The goal of this project is to develop a program that, given a series of points (latitude, longitude, timestamp) for a courier journey from A-B, will disregard potentially erroneous points
go build cmd/betterpath.go
./betterpath assets/points.csv
The first thing to do was to spot the erroneous points from the dataset given with the subject.
I plotted the coordinates on a map and noticed that some points were far from the main path:
The second thing to do was to identify which aspects of these points made them erroneous.
I chose to work on the distances between the points, rather than the speed of the courier because it would have required trigonometry computations and a greater overhead.
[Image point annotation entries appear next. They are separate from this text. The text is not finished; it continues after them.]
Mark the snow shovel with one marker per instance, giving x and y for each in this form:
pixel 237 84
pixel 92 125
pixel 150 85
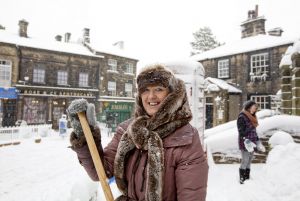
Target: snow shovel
pixel 95 156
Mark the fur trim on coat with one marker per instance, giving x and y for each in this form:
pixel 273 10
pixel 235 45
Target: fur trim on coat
pixel 146 133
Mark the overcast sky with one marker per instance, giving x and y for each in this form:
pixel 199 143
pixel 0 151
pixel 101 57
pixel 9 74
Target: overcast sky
pixel 154 30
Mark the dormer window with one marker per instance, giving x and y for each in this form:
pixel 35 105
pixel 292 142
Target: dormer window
pixel 223 68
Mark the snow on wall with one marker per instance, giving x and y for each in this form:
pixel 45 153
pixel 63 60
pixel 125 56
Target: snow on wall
pixel 244 45
pixel 282 172
pixel 74 48
pixel 280 138
pixel 224 138
pixel 223 85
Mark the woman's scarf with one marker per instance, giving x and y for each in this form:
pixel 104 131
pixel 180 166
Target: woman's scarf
pixel 146 133
pixel 251 117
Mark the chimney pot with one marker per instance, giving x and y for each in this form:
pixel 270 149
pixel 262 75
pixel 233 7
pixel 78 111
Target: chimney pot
pixel 23 28
pixel 86 35
pixel 58 38
pixel 67 37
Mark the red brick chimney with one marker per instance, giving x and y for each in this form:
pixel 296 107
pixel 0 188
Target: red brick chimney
pixel 23 28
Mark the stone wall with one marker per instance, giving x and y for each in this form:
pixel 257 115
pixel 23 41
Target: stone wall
pixel 10 52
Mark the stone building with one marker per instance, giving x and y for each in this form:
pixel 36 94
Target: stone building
pixel 250 64
pixel 118 85
pixel 47 75
pixel 40 78
pixel 290 80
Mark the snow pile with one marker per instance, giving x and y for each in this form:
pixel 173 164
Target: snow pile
pixel 224 138
pixel 280 138
pixel 74 48
pixel 282 172
pixel 244 45
pixel 222 84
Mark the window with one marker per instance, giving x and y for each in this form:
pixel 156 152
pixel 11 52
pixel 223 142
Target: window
pixel 128 89
pixel 83 79
pixel 223 68
pixel 112 63
pixel 112 86
pixel 259 64
pixel 129 68
pixel 39 75
pixel 62 77
pixel 262 101
pixel 5 73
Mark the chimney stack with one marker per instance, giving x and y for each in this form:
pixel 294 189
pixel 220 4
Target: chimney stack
pixel 23 28
pixel 275 32
pixel 119 44
pixel 86 35
pixel 256 11
pixel 67 37
pixel 58 38
pixel 254 25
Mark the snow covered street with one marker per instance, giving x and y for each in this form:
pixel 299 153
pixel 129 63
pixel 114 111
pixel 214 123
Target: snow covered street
pixel 49 171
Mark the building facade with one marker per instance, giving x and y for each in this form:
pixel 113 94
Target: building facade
pixel 290 80
pixel 250 64
pixel 39 79
pixel 117 89
pixel 47 76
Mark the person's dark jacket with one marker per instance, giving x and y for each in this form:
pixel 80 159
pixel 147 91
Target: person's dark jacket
pixel 246 130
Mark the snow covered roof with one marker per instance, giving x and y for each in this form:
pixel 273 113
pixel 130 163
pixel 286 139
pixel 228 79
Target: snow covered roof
pixel 52 45
pixel 287 58
pixel 222 85
pixel 244 45
pixel 185 66
pixel 114 50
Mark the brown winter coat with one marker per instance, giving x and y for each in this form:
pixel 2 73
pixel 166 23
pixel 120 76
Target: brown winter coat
pixel 186 169
pixel 156 157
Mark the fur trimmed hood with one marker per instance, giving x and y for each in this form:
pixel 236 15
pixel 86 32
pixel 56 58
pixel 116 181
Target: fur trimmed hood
pixel 146 133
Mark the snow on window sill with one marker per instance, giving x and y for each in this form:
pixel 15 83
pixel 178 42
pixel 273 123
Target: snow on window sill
pixel 129 74
pixel 112 71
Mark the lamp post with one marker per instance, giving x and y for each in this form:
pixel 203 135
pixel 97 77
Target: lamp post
pixel 220 111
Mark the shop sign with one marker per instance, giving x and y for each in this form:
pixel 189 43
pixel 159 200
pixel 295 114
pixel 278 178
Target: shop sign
pixel 9 93
pixel 58 93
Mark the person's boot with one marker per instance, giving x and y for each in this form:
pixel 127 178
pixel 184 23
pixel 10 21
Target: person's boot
pixel 247 174
pixel 242 176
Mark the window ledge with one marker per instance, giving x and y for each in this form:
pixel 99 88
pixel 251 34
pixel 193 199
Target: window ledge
pixel 129 74
pixel 112 71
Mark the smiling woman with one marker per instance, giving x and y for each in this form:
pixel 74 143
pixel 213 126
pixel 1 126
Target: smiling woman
pixel 152 98
pixel 157 154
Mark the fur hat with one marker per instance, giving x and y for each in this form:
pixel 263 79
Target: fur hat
pixel 248 104
pixel 155 75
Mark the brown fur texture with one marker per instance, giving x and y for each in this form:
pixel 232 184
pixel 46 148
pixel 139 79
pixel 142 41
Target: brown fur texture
pixel 146 132
pixel 78 142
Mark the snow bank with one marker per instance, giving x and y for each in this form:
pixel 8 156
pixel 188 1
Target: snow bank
pixel 224 138
pixel 280 138
pixel 282 172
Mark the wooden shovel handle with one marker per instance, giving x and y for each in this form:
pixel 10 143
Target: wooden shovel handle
pixel 95 156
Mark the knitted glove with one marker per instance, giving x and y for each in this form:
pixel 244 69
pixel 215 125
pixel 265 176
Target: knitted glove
pixel 260 146
pixel 249 145
pixel 81 105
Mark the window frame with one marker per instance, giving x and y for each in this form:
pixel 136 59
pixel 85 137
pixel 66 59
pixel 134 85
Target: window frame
pixel 83 81
pixel 259 64
pixel 6 68
pixel 39 75
pixel 62 79
pixel 127 91
pixel 258 99
pixel 129 68
pixel 112 88
pixel 223 71
pixel 113 65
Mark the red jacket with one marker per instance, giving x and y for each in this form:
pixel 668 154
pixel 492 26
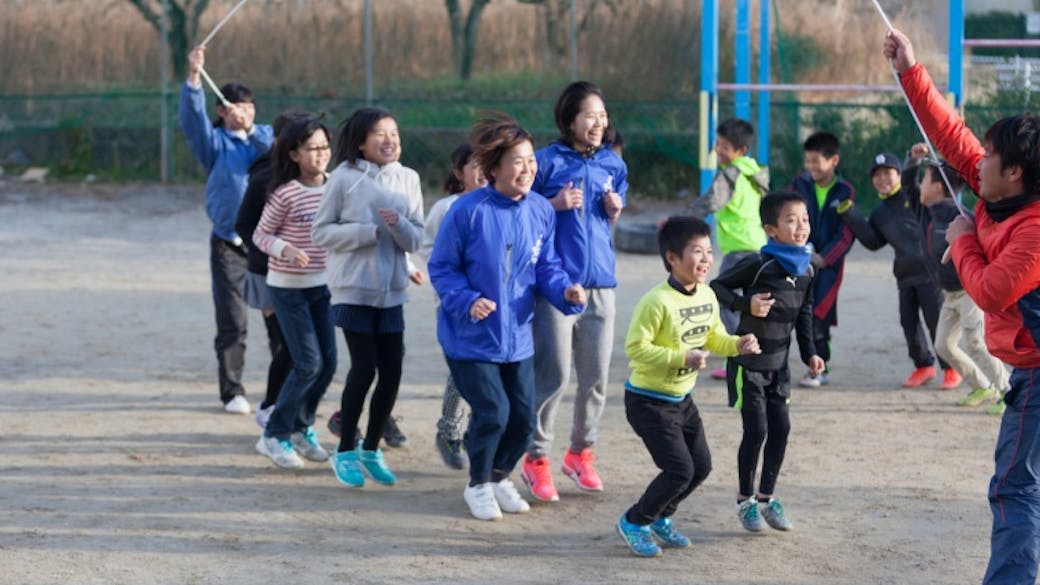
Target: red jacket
pixel 999 264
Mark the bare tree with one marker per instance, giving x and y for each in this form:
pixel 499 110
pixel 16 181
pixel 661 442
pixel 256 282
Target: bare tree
pixel 464 34
pixel 182 25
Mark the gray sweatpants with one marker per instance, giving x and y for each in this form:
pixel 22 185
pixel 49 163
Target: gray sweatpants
pixel 587 340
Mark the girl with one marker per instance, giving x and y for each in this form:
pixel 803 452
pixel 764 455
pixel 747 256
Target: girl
pixel 586 182
pixel 494 250
pixel 370 218
pixel 226 148
pixel 464 177
pixel 296 283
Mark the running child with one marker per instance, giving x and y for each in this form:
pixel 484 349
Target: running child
pixel 673 328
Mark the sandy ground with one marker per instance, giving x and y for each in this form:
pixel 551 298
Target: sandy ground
pixel 118 465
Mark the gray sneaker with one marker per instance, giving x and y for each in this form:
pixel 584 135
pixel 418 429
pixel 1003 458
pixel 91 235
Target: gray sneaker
pixel 750 518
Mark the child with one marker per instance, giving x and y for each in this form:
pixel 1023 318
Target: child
pixel 959 318
pixel 464 177
pixel 897 221
pixel 370 217
pixel 734 197
pixel 493 252
pixel 773 291
pixel 226 148
pixel 296 284
pixel 823 191
pixel 673 328
pixel 587 184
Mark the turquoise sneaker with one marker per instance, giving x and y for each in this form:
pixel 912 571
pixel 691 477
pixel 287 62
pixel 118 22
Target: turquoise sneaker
pixel 346 468
pixel 375 466
pixel 638 537
pixel 664 531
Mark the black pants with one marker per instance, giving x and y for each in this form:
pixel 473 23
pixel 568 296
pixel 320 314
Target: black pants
pixel 674 435
pixel 381 353
pixel 915 301
pixel 227 266
pixel 762 399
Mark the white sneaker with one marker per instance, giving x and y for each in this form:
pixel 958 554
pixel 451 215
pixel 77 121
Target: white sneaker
pixel 237 405
pixel 263 414
pixel 481 500
pixel 281 452
pixel 509 499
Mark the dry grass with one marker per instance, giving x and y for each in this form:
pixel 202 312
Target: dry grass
pixel 650 49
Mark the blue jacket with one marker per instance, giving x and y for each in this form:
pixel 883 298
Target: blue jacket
pixel 226 157
pixel 493 247
pixel 583 240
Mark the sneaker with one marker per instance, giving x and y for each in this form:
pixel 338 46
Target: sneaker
pixel 392 435
pixel 639 538
pixel 450 451
pixel 538 477
pixel 979 396
pixel 750 518
pixel 996 408
pixel 664 531
pixel 919 377
pixel 347 471
pixel 578 467
pixel 773 512
pixel 508 498
pixel 481 500
pixel 307 443
pixel 237 405
pixel 263 414
pixel 280 451
pixel 375 465
pixel 951 379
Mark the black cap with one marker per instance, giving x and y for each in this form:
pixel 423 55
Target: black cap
pixel 885 159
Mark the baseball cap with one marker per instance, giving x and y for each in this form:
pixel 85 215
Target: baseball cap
pixel 885 159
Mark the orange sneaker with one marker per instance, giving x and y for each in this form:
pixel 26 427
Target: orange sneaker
pixel 537 475
pixel 919 376
pixel 951 379
pixel 578 467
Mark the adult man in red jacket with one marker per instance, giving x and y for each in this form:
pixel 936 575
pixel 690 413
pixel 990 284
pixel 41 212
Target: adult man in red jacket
pixel 998 261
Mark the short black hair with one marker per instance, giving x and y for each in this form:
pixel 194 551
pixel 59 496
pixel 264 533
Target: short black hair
pixel 774 202
pixel 824 143
pixel 738 132
pixel 1017 141
pixel 956 180
pixel 676 232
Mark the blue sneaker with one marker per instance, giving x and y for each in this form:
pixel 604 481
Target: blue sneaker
pixel 375 466
pixel 750 518
pixel 664 531
pixel 638 537
pixel 347 469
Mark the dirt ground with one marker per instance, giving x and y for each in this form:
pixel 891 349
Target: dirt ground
pixel 118 465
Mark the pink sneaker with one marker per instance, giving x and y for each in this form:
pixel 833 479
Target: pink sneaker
pixel 578 467
pixel 538 476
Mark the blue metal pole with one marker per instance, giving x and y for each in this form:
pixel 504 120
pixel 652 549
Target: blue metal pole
pixel 709 88
pixel 956 50
pixel 764 54
pixel 743 52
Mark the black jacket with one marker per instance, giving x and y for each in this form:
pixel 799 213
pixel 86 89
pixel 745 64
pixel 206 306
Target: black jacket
pixel 793 310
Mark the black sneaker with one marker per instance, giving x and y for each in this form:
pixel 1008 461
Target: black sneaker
pixel 450 451
pixel 392 434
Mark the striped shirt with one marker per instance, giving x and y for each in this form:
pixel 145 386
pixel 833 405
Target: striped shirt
pixel 287 219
Since the "wrong" distances seemed significantly higher than the "normal" ones I decided to work on the standard deviation of the distances, inspired by the work I did on linear and logistic regressions and an interesting article about the concept of normal distribution.
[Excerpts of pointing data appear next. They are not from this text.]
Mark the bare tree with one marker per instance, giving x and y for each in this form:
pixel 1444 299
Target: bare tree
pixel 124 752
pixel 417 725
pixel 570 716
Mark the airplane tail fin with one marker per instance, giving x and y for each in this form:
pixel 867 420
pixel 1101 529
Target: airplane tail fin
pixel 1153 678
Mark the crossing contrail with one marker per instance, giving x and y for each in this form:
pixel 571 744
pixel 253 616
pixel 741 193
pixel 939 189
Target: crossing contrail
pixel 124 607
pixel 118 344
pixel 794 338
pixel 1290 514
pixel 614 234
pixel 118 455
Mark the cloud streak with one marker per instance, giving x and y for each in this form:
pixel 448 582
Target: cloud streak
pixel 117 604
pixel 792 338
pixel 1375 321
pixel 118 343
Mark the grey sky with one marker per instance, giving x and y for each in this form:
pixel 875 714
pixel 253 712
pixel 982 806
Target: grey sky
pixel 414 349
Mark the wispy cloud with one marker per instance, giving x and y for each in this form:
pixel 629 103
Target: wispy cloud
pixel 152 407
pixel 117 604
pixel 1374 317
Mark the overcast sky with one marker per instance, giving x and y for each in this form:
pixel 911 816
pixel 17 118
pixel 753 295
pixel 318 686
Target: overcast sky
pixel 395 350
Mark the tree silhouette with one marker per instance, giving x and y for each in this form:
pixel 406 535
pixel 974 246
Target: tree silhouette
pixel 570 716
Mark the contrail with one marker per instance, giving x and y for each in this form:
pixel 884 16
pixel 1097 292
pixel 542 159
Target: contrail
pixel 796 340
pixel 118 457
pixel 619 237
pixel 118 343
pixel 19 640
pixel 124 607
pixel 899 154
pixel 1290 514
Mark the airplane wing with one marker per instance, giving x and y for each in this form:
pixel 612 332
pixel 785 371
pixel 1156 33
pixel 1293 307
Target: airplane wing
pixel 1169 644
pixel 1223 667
Another matter was the position of the wrong points after being sorted by timestamp. Whether they were contiguous, at the beginning of the path or at the end, it required to update carefully the data stored.
Two slices:
- for storing the coordinates and the timestamp of each point, using a structure Point
type Point struct {
x float64
y float64
t int64
}
- for storing the distances between points and to calculate the standard deviation
The two slices are browsed only once, and simultaneously. When a distance is considered too high (ie. superior to the standard deviation), the erroneous point of the pair is identified, deleted, and the distances are updated (and checked because two erroneous points can be contiguous).